Después de vacilar un instante, Kim Donghwa entreabrió la puerta. Al mismo tiempo, la blanca mano de Wi Woori apareció repentinamente frente a él. Al parecer también se había raspado la palma, pues Wi Woori se había colocado la venda a medias y ahora lo miraba como pidiéndole que terminara de hacerlo por él.

—¿Y tu rodilla?

—La rodilla solo quedó moreteada, pero esto me arde.

—Vaya talento el tuyo, cayéndote como un niño.

—Soy un niño, ¿y qué?

Kim Donghwa presionó suavemente los labios fruncidos de Wi Woori y terminó de colocarle la venda con cuidado. Después de pasar varias veces el pulgar sobre ella para asegurarse de que estuviera bien adherida, Wi Woori se limitó a contemplarla, absorto en sus pensamientos.

Entonces, de repente, alzó la mirada hacia él.
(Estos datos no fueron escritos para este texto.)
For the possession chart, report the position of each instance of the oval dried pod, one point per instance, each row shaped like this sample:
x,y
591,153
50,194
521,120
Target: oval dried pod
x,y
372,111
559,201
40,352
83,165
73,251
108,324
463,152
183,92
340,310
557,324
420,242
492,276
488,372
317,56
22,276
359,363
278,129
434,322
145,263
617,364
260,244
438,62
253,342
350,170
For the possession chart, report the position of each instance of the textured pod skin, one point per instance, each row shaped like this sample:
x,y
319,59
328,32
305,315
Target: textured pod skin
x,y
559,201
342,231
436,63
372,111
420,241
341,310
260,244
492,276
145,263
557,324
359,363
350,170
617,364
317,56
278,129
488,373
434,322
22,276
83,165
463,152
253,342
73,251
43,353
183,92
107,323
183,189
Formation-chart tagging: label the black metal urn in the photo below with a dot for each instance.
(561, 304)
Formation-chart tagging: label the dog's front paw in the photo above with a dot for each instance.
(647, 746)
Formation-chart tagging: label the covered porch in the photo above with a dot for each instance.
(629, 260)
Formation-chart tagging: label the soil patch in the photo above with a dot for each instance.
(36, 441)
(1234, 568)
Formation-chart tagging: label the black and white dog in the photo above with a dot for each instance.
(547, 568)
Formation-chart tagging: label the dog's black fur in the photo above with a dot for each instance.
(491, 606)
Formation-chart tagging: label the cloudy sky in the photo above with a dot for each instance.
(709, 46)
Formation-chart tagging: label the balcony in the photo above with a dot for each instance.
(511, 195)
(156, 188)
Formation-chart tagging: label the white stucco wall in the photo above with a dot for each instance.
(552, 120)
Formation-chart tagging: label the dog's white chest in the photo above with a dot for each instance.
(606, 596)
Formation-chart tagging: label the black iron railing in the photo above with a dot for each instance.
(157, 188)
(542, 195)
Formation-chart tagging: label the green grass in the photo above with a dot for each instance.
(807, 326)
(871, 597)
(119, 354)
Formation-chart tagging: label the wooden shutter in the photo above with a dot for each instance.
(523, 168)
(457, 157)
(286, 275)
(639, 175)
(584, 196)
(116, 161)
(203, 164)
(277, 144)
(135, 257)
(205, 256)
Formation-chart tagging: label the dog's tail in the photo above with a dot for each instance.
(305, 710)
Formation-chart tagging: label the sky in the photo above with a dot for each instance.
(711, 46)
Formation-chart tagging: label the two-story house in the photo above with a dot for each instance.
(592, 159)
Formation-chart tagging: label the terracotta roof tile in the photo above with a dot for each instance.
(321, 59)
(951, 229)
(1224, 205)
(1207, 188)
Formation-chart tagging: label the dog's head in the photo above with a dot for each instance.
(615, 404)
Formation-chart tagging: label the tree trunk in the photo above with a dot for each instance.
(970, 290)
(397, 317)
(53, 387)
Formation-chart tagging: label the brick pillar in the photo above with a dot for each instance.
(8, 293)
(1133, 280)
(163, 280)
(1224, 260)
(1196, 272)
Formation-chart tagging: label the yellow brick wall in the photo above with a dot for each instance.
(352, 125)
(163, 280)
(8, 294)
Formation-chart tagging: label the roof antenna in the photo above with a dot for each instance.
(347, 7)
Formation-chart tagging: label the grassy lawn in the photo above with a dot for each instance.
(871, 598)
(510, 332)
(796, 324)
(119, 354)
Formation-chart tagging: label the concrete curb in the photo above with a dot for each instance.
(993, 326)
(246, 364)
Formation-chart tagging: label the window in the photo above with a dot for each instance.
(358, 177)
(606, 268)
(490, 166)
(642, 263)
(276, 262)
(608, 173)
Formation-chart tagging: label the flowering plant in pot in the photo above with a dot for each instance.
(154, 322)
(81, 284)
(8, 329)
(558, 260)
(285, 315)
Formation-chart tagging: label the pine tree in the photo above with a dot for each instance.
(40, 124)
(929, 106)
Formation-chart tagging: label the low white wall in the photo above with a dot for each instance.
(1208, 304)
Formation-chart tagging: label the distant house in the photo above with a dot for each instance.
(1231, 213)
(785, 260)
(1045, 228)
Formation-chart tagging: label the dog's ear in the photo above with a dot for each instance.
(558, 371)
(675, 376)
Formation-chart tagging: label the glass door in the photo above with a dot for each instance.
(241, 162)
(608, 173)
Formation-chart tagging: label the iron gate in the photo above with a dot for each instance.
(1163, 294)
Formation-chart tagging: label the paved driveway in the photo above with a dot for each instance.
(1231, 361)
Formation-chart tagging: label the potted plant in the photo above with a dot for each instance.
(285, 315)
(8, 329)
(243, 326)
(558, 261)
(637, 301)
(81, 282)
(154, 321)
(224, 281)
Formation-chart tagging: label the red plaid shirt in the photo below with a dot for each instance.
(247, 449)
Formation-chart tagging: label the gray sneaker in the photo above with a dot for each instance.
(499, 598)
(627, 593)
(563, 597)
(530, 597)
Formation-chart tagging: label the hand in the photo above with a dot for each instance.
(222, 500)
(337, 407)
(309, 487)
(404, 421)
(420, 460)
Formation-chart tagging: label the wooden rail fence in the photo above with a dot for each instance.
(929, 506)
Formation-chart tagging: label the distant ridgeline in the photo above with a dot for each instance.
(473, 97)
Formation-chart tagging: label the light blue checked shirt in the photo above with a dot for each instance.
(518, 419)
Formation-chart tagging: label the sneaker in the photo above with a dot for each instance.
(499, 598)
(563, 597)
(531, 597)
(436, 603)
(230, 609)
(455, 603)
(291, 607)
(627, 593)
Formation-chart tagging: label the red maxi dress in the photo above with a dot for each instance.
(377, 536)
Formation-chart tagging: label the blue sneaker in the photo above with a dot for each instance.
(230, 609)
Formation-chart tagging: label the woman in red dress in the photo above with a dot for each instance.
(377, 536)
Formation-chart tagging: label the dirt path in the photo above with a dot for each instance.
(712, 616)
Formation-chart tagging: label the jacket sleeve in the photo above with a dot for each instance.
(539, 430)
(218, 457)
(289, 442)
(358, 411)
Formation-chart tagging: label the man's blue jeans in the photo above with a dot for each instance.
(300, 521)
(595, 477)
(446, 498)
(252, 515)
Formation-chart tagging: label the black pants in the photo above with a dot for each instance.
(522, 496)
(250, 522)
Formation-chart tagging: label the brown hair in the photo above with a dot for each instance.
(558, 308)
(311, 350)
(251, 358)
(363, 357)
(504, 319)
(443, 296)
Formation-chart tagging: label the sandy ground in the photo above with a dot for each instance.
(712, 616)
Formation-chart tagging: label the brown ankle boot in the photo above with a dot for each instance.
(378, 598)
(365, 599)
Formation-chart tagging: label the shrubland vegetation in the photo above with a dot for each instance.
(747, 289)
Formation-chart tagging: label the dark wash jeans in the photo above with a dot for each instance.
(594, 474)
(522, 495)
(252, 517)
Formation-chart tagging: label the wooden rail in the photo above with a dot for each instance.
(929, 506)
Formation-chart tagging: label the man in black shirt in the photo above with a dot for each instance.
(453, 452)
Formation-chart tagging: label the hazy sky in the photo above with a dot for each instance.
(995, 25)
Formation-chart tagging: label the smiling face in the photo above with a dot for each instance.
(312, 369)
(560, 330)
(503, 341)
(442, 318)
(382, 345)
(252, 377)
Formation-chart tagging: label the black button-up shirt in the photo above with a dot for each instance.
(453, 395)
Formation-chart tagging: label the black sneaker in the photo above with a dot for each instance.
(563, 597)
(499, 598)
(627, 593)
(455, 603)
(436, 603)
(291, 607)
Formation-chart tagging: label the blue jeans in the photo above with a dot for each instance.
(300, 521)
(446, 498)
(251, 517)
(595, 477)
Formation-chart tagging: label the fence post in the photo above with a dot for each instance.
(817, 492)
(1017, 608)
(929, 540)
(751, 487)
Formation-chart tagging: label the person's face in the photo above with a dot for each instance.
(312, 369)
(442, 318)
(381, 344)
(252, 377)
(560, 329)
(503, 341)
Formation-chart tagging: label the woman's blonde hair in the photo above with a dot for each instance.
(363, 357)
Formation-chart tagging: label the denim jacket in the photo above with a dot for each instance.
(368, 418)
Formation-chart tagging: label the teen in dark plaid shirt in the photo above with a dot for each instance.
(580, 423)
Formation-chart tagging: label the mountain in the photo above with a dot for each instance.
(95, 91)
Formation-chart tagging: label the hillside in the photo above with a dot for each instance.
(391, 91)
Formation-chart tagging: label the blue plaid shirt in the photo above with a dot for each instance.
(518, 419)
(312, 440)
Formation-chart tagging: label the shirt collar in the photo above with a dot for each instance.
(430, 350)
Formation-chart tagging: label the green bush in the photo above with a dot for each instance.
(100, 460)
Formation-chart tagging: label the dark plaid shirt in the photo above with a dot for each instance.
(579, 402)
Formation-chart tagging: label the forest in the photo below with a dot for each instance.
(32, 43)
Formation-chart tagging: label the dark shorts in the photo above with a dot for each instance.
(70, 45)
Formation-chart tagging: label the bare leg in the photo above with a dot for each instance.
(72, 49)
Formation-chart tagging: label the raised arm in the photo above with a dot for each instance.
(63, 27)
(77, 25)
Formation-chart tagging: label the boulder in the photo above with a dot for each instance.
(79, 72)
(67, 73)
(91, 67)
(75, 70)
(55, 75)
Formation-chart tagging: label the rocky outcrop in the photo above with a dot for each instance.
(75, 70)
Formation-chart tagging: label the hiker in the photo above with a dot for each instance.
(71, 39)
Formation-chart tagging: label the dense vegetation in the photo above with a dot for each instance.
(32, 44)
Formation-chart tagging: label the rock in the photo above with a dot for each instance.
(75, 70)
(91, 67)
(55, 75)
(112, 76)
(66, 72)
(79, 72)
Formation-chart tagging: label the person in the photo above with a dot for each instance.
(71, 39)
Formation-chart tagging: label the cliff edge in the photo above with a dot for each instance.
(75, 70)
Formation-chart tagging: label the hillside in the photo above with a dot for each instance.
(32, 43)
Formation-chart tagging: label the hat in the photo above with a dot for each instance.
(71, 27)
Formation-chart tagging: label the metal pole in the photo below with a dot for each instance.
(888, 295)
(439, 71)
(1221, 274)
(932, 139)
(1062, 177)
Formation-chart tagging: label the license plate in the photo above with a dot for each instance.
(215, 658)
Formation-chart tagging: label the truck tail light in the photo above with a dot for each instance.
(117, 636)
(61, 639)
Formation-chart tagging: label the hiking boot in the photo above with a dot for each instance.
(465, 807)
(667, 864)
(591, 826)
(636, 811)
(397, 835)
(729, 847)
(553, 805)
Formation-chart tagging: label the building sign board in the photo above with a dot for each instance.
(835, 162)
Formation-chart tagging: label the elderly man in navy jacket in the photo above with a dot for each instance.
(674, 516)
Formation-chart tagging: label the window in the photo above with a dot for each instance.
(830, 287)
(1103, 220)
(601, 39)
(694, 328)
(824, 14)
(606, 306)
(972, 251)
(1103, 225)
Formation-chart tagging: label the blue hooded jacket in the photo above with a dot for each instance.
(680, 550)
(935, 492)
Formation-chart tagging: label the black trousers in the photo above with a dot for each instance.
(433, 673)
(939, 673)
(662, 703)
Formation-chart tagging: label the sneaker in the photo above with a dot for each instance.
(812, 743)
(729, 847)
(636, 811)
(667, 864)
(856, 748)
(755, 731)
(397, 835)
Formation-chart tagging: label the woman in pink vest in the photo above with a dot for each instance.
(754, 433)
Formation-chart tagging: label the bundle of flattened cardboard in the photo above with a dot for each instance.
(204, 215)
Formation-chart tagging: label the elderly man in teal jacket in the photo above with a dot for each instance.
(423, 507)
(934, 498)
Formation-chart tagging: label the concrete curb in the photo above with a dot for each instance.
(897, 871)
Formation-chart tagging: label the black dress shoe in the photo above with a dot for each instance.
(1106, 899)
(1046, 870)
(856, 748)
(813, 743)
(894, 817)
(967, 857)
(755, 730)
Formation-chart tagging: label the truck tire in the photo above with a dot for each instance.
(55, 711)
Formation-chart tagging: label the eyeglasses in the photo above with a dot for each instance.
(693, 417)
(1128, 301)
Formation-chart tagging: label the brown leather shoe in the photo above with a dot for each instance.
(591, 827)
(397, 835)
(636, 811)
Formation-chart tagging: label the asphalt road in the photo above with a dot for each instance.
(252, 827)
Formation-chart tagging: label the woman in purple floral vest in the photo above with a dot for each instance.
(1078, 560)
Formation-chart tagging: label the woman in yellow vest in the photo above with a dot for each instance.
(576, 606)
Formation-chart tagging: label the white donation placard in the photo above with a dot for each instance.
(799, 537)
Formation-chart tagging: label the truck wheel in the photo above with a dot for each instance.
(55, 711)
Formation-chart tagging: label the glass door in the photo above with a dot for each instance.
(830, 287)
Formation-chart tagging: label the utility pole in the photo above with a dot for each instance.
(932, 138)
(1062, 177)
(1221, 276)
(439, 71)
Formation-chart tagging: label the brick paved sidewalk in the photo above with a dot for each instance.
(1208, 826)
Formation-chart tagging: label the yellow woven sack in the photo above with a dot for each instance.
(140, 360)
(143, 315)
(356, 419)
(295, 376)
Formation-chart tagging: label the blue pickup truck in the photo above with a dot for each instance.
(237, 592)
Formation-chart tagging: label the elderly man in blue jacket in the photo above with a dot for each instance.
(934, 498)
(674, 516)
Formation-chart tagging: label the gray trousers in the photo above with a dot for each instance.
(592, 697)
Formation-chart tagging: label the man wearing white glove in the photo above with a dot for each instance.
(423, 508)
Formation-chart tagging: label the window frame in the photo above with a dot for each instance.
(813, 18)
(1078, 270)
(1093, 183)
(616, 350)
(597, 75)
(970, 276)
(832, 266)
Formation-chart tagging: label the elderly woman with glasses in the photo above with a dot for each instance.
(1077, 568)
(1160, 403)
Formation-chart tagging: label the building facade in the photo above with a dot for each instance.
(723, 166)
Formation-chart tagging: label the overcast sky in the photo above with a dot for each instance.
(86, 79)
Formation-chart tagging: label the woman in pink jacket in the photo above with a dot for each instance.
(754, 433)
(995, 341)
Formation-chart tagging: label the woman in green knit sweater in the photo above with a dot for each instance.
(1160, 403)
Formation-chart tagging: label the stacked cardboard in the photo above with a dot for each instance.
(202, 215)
En cuanto sus ojos se encontraron, Wi Woori tragó saliva.

—…Acércate un poco.

—¿Y ahora por qué?

Aunque respondió con indiferencia, Kim Donghwa se acercó como si estuviera hechizado. Por alguna razón, las mejillas ligeramente sonrojadas de Wi Woori le parecieron bonitas de repente. Lo contempló distraídamente mientras se acercaba un poco más.

—…!

Sus labios se encontraron en un beso fugaz.

Sorprendido, Kim Donghwa abrió mucho los ojos. Ni siquiera tuvo tiempo de reprenderlo y preguntarle qué estaba haciendo. Wi Woori, después de soltar un rápido «Buenas noches», ya había desaparecido como una exhalación, dejando a Kim Donghwa sintiendo cómo todos sus nervios parecían saltar desde sus labios.

—…

Kim Donghwa se tocó los labios inconscientemente.

Si unos labios con los que había convivido toda su vida de pronto le parecían tan desconocidos como los de otra persona, ¿significaba que se había vuelto loco…?

Aun así, se sentía bien y terminó sonriendo.

Había compartido un beso de buenas noches con Wi Woori.

Las puntas de las orejas de Kim Donghwa se encendieron de un rojo intenso. Por alguna razón, sentía un hormigueo que se extendía hasta las terminaciones nerviosas de las puntas de sus dedos.